Date: Tuesday, 27 August 2024

Start:  Bannock Pass (but staying in Leadore ID)

Finish:  Warm Springs Road

Daily Kilometres:  39.7

GPX Track:  Click here for Julie’s Strava & Photos

Total Kilometres:  3268.2

Weather:  Cold early then mild to warm and mostly sunny with a smoke haze.

Accommodation:  Tent

Nutrition:

  Breakfast:  Pop tarts/Pop tarts

  Lunch:  Snacks/Trail mix 

  Dinner:  Rehydrated meals

Aches:  Dave - the usual niggles; Julie - nothing reported.

Highlight:  Nothing in particular.

Lowlight:  Nothing in particular.

Pictures: Click here

Map and Position: Click here for Google Map

Journal:

Jen, our shuttle driver, delivered is back to the trail at 7:00am and we were hiking soon afterwards on a cold and breezy morning.

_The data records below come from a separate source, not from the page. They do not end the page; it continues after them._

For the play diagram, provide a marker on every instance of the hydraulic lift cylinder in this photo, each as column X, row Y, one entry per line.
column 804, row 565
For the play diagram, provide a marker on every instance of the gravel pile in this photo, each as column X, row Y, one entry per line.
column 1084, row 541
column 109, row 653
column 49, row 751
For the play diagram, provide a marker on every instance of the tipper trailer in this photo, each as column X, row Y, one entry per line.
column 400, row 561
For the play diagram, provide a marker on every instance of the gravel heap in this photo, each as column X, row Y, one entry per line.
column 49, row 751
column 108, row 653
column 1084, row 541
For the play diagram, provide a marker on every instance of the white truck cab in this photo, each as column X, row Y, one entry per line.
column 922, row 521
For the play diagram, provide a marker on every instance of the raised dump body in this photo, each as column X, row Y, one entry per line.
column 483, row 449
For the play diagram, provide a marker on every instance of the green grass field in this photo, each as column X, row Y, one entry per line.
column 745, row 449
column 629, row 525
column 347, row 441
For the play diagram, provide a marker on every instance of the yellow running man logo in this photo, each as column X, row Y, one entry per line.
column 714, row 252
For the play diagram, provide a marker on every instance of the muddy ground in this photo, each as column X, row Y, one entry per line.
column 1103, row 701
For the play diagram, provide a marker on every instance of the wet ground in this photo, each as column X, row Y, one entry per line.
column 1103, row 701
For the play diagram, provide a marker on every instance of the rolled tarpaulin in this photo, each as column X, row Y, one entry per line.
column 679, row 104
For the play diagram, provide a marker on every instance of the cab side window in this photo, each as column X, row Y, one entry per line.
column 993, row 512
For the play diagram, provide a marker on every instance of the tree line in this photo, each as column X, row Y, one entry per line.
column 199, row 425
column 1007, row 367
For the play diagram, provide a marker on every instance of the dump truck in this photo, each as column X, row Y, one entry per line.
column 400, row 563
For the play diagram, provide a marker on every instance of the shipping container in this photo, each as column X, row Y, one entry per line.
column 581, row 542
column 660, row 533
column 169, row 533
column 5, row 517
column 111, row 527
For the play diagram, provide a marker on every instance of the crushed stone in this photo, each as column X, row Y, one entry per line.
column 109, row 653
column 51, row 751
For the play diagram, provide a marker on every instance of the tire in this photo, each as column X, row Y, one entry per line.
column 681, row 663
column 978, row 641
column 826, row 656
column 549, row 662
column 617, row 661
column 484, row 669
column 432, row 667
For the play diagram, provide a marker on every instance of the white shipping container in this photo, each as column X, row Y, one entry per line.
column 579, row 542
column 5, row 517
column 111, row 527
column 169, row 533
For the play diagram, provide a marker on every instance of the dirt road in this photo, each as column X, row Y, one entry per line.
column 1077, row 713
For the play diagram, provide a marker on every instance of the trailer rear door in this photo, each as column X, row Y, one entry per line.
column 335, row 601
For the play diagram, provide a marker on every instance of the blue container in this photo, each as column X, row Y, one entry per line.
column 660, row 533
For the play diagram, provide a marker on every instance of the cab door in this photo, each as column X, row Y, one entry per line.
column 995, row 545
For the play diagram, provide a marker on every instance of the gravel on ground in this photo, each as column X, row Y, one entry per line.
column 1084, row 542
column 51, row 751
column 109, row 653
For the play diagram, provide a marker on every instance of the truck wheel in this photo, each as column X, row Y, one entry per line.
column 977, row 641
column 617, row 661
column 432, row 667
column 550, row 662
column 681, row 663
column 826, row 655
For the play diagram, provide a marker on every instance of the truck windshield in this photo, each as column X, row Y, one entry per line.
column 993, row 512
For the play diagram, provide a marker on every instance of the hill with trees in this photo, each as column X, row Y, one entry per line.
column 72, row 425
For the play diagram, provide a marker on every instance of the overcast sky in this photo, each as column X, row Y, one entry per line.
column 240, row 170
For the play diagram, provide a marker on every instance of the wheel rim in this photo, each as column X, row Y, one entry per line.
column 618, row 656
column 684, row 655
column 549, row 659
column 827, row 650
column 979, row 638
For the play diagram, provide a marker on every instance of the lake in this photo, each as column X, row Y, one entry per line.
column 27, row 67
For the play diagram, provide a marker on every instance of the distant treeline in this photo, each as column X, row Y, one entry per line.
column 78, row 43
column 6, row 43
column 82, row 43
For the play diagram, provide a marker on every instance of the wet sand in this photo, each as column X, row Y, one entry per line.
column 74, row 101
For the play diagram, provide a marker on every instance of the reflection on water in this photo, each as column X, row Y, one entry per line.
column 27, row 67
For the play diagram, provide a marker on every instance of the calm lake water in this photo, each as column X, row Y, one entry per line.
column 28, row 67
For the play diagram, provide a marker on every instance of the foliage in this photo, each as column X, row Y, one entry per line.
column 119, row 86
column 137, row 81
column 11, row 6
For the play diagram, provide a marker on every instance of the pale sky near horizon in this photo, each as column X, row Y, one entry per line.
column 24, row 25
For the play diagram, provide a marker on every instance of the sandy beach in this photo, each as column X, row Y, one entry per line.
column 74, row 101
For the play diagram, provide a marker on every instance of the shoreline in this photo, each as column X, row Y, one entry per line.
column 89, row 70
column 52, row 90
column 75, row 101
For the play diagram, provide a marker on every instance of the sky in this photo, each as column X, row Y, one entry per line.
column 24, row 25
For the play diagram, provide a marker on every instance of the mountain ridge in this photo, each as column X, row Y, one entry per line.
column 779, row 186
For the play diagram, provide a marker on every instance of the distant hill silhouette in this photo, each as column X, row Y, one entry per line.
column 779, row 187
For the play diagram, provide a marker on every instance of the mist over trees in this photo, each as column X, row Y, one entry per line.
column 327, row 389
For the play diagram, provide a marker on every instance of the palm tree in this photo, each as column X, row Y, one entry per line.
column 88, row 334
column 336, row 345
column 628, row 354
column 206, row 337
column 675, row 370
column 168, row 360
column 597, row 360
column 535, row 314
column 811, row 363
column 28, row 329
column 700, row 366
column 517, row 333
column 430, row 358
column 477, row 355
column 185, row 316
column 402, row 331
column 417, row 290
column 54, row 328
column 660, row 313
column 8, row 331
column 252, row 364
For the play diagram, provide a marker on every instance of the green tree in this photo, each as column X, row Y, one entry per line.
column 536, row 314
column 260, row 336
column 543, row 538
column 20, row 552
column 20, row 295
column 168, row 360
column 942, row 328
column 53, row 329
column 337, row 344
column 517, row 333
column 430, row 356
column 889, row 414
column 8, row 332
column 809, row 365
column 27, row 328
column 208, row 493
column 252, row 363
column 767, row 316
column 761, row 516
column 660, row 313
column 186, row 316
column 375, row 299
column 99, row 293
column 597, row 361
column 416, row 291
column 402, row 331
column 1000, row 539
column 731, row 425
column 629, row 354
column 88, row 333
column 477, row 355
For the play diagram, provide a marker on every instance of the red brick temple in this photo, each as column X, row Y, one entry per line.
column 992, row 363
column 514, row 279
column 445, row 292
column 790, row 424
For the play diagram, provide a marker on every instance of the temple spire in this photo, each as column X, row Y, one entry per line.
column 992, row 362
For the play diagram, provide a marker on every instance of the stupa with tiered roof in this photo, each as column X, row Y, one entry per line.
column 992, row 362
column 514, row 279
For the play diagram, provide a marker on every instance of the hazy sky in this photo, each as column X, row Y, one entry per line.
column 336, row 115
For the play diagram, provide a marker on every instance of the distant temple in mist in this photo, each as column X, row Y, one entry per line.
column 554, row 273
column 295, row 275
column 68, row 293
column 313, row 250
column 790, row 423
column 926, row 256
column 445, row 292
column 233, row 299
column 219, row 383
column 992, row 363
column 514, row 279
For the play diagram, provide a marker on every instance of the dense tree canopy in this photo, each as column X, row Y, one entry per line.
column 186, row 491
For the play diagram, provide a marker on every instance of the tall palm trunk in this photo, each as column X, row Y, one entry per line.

Heavy packs and uphill, as usual, for our first day out of town, but at least the grade of the trail was not too steep.

We climbed up from Bannock Pass (7682’) onto the crest of the Continental Divide )also the Idaho-Montana border) and followed it roughly northwards for the rest of the day, generally at around 9000’.

For much of the time we were in pine forest and, for the first 10km, followed a very old log fence that marked the border.  Occasionally, we emerged into meadows with views that made us realise how high we were, with valleys and agriculture far below.

On the Montana side, later in the day, we could see the wildfire burning that we had heard about, but it didn't seem to pose any threat to us.  However, as the day wore on, the smoke haze became thicker and thicker though it may have emanated from other wildfires in Idaho.

The trail alternated between single-track and 4WD track and though there was the occasional steep section, the walking was generally good.  Nevertheless, there was plenty of elevation gain and loss during the day (+/- 4400’) so we were working hard.

We didn't see anybody on the trail in the morning but, later in the day we met a southbound CDT hiker and a couple riding ATVs then, shortly before we camped, we came across a trail-crew camp with a couple of guys who had been building new trail (which we had just hiked along).

There weren't many possible tent sites on the sloping and rocky terrain when we started looking for a spot around 7:30pm and it was 8pm before we found a marginal sloping site and set up our tent.  It is very smoky.